John Deere, America's well known farm equipment company, has acquired a startup that uses AI to advance precision agriculture, hinting at potential goals of bringing AI-powered agricultural products.
The agricultural equipment manufacturer, which has been researching self-driving capabilities for its tractors, is shifting its focus towards artificial intelligence and its potential application in fields. The company has just announced an investment of $305m (£233m) to acquire Blue River Technologies, a startup that has been using machine learning and other high-end technologies in agriculture to cut down the use of resources.
Blue River makes a bunch of smart tools to advance farm management decisions from the "field level to the plant level," according to Jorge Heraud, co-founder, and CEO of the startup.
The company has made a crop-analysing software for drones, a bot for precise lettuce thinning, and an automatic weed-sprayer that uses machine learning and computer vision technologies to spray herbicide only on those plants that are infested with weeds — saving time and money.
Willy Pell, the director of new technology at Blue River, told Wired, that the system has already demonstrated promising results by reducing the use of herbicide by 90% — something that could be of great use for John Deere.
Deere could have some big plans in place to use artificial intelligence in its massive range of agricultural equipment including tractors.
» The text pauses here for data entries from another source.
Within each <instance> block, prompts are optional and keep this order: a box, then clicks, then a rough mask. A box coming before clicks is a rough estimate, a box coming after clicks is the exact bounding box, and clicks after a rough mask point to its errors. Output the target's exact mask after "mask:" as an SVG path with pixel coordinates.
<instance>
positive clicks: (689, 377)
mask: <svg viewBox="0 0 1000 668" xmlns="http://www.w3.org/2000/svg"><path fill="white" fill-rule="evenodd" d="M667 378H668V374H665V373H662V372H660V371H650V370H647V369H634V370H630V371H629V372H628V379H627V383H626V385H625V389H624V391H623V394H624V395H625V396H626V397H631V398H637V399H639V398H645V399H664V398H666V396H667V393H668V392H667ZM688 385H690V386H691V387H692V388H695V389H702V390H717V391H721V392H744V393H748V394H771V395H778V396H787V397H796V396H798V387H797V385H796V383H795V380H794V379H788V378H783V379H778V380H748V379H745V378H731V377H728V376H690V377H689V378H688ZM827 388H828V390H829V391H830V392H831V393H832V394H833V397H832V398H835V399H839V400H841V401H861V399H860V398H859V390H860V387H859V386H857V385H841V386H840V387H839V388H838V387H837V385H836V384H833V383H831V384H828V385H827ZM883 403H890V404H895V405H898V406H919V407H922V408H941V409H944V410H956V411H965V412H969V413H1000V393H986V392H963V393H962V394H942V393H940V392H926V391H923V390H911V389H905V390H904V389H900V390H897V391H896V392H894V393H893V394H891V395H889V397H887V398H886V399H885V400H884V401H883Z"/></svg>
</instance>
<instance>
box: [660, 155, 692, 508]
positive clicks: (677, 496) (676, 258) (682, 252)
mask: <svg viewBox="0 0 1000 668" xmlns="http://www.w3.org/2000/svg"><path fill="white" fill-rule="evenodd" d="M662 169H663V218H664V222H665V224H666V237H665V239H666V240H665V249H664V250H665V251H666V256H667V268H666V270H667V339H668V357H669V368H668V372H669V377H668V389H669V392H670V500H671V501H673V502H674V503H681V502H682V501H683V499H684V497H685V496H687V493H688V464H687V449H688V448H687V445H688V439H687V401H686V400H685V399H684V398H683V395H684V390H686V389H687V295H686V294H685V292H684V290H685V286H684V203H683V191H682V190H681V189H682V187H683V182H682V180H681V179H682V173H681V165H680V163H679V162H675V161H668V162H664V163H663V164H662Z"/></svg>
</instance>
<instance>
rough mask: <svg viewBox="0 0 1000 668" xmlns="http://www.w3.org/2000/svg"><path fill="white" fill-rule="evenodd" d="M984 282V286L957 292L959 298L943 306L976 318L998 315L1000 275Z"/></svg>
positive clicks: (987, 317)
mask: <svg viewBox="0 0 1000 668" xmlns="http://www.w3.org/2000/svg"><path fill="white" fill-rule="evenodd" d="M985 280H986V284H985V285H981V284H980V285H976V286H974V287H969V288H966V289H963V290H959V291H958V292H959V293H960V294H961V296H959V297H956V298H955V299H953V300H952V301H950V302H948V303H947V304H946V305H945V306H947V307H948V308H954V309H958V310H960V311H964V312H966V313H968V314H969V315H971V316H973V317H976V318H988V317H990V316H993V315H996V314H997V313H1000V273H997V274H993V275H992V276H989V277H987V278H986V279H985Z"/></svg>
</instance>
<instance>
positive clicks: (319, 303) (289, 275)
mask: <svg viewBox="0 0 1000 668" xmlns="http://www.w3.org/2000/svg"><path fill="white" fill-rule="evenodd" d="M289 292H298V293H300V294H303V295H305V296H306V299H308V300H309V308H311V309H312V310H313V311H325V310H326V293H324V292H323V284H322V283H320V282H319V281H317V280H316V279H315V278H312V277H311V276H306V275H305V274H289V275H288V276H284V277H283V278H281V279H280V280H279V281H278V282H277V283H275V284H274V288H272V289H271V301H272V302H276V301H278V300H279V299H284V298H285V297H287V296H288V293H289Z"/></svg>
There's no official word from the giant on potential applications of the AI-driven tools, but John May, Chief Information Officer at the company says a "similar technology can be used in the future on a wider range of [their] products".
"As a leader in precision agriculture, John Deere recognizes the importance of technology to our customers," May said. "Machine learning is an important capability for Deere's future."
This acquisition also underscores the possible application of machine learning capabilities into agriculture. Several companies are already using drones to collect data on crops for smarter farming.